Freshly-arrived-from-the-future Bart Allen did not understand the concept of Christmas. Plain and simple; he hadn’t grown up with it.

Over the next seven years, he learned what the holiday involved through a range of holiday traditions.

Not-so-freshly-arrived Bart Allen-Drake thought that he had a handle on the whole Christmas thing.

Notes:

Merry Christmas to those who celebrate, and happy holidays to those who celebrate other holidays.

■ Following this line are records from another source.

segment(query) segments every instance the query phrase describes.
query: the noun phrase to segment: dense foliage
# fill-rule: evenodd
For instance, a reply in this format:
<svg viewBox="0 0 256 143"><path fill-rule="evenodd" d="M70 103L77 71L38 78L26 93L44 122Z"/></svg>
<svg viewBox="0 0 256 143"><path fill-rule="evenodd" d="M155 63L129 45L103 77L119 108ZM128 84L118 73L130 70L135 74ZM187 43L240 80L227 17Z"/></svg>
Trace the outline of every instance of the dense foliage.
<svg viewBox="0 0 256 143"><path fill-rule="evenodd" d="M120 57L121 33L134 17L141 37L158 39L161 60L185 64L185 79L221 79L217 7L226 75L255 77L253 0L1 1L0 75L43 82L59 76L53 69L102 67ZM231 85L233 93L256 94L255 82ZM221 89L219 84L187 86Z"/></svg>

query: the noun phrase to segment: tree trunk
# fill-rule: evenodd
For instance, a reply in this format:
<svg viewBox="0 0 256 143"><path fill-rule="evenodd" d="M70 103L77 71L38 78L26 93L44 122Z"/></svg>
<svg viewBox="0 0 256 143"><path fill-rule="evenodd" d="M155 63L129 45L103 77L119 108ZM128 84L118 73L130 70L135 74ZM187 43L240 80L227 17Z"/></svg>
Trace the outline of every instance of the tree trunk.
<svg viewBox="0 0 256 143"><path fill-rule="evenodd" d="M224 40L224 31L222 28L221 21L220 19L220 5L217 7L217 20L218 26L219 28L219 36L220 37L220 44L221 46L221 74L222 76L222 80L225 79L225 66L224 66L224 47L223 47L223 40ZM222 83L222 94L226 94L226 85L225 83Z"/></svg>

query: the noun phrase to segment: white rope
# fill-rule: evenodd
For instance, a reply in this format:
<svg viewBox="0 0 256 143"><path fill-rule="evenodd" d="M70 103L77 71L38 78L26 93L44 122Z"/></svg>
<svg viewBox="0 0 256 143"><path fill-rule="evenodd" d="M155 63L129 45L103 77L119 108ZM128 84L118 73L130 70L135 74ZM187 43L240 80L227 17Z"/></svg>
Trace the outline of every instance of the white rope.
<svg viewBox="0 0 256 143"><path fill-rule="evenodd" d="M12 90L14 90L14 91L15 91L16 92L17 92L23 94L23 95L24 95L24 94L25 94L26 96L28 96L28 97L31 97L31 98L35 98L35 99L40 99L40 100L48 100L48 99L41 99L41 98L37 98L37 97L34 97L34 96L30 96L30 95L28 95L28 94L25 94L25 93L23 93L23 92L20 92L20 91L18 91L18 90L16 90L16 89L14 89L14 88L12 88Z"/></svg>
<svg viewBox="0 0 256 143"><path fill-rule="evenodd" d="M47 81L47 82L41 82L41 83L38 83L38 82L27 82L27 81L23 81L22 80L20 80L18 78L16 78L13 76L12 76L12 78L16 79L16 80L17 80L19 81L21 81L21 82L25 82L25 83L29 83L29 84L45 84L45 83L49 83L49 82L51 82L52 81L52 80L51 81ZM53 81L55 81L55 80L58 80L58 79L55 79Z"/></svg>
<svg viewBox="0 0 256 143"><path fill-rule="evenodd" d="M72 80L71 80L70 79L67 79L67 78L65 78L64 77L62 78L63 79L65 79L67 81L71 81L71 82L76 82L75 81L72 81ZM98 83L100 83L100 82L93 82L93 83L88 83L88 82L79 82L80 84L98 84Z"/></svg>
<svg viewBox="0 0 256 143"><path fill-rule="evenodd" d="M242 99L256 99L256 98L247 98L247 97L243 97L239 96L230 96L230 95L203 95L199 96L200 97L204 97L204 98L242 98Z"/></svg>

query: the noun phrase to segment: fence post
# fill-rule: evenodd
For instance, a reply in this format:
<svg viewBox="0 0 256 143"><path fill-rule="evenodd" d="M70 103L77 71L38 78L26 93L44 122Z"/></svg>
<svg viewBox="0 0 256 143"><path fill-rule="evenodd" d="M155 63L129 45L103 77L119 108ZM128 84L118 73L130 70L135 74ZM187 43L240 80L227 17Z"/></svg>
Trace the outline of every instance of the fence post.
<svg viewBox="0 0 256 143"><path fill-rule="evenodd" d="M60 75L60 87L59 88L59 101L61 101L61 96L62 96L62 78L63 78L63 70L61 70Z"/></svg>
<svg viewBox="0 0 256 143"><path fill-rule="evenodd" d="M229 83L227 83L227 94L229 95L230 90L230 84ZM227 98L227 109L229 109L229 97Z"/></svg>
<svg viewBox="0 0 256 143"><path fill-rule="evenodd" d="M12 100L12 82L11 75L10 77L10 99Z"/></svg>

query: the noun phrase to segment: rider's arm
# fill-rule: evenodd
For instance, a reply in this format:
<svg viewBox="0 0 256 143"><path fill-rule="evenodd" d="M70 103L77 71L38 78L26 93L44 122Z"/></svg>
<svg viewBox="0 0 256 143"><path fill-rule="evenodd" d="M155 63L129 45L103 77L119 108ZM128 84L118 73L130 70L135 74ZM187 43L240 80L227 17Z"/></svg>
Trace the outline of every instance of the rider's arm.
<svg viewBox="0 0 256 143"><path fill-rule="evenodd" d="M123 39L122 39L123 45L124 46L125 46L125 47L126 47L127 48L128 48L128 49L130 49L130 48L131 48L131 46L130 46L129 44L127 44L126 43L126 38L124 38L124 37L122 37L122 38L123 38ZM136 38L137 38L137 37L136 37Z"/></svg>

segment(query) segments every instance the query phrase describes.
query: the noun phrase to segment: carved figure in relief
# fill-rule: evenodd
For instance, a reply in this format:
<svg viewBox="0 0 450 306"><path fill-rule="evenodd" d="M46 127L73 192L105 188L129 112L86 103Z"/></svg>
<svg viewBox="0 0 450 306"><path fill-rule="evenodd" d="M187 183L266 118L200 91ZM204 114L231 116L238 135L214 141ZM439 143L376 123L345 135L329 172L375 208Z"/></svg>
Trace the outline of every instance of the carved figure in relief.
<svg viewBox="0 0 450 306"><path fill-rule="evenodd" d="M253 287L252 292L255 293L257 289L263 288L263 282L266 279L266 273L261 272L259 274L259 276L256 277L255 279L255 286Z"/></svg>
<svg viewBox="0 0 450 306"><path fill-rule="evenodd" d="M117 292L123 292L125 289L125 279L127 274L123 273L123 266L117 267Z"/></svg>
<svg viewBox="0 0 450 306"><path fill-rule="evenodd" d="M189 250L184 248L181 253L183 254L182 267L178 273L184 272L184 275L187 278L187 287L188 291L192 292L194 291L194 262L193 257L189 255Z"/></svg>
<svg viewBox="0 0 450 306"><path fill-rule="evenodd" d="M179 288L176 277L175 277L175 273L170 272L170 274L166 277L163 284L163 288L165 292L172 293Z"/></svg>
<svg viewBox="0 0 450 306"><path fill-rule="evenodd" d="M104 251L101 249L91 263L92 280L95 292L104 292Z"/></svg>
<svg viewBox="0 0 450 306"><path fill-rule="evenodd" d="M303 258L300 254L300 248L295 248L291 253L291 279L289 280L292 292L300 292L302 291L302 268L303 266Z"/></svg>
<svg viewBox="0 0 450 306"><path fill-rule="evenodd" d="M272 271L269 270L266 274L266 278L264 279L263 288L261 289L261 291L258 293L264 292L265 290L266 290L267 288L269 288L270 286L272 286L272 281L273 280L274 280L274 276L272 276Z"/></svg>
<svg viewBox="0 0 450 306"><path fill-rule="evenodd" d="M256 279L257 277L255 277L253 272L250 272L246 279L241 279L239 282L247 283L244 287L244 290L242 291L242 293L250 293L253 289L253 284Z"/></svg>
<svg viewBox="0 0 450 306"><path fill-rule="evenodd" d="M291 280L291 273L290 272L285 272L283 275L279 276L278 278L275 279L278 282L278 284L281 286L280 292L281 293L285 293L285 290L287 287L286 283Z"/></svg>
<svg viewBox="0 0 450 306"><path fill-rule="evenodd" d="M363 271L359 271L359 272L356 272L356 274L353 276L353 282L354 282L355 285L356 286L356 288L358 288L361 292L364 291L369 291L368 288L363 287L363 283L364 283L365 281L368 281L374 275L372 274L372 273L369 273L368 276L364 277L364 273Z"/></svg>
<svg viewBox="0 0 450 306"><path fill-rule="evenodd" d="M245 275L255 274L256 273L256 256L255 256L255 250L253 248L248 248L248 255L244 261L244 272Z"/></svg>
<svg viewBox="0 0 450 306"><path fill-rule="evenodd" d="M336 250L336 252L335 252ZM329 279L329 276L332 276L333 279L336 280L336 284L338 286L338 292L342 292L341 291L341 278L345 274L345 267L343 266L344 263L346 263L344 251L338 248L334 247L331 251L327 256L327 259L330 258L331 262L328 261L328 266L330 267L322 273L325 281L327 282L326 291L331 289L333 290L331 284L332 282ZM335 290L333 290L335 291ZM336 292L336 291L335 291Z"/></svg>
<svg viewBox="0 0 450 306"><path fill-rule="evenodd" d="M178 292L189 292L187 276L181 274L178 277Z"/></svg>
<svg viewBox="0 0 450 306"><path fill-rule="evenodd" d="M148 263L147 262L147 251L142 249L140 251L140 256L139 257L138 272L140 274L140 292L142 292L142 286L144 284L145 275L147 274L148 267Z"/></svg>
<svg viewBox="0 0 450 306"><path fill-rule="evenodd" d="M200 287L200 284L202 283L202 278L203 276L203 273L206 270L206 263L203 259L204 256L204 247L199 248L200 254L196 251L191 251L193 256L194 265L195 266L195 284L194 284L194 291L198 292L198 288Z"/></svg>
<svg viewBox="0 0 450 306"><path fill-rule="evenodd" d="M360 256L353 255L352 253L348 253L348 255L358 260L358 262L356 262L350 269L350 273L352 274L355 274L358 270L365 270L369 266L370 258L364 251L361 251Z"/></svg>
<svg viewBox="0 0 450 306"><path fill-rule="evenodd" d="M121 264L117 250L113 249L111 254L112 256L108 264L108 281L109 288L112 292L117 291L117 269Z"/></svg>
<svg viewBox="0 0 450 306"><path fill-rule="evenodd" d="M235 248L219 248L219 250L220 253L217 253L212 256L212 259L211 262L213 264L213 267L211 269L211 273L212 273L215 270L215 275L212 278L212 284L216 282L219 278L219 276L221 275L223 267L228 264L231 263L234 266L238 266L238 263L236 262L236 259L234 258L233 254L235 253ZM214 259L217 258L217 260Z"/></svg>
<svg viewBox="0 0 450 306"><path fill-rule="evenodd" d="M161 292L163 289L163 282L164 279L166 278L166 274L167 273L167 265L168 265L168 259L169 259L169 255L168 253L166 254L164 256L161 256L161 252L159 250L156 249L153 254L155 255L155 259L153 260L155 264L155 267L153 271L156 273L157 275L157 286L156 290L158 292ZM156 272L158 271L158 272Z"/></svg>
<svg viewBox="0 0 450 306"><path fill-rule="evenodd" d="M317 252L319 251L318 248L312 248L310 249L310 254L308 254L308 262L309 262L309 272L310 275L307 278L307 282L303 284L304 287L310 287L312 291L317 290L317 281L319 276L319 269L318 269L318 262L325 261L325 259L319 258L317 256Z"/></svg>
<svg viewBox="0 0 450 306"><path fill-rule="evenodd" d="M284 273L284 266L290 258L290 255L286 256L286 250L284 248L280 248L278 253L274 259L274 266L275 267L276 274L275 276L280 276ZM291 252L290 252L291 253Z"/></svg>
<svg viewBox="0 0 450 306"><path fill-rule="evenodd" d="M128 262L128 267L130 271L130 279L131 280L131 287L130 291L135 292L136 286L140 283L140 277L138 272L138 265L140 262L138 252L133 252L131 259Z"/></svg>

(See the end of the work for more notes.)

Work Text:

Bart Allen did not understand many things that exist in the past-present. How money works. The fixed structure of school. How readily available fresh produce is.

 

What ‘Christmas’ was.

 

These were all things that were not necessary to survival; things that wasted your time when you could have been doing something more important: staying alive.

 

 

Bart Allen did not understand the concept of Christmas.

 

Sure Max had tried to explain the concept of one of the largest and most-widely celebrated holidays back when Bart had been living with him. Those first few months he had been in the past-present.

 

But it had gone straight (ha!) over his head, for no one reason in particular.

 

Christmas, when observed by an outsider, was such an abstract concept with so few concrete ties that made it difficult to wrap your brain around.

 

Especially to someone like Bart who had grown up not celebrating nearly any holiday. Except his birthday, and even that had been only kind of celebrated.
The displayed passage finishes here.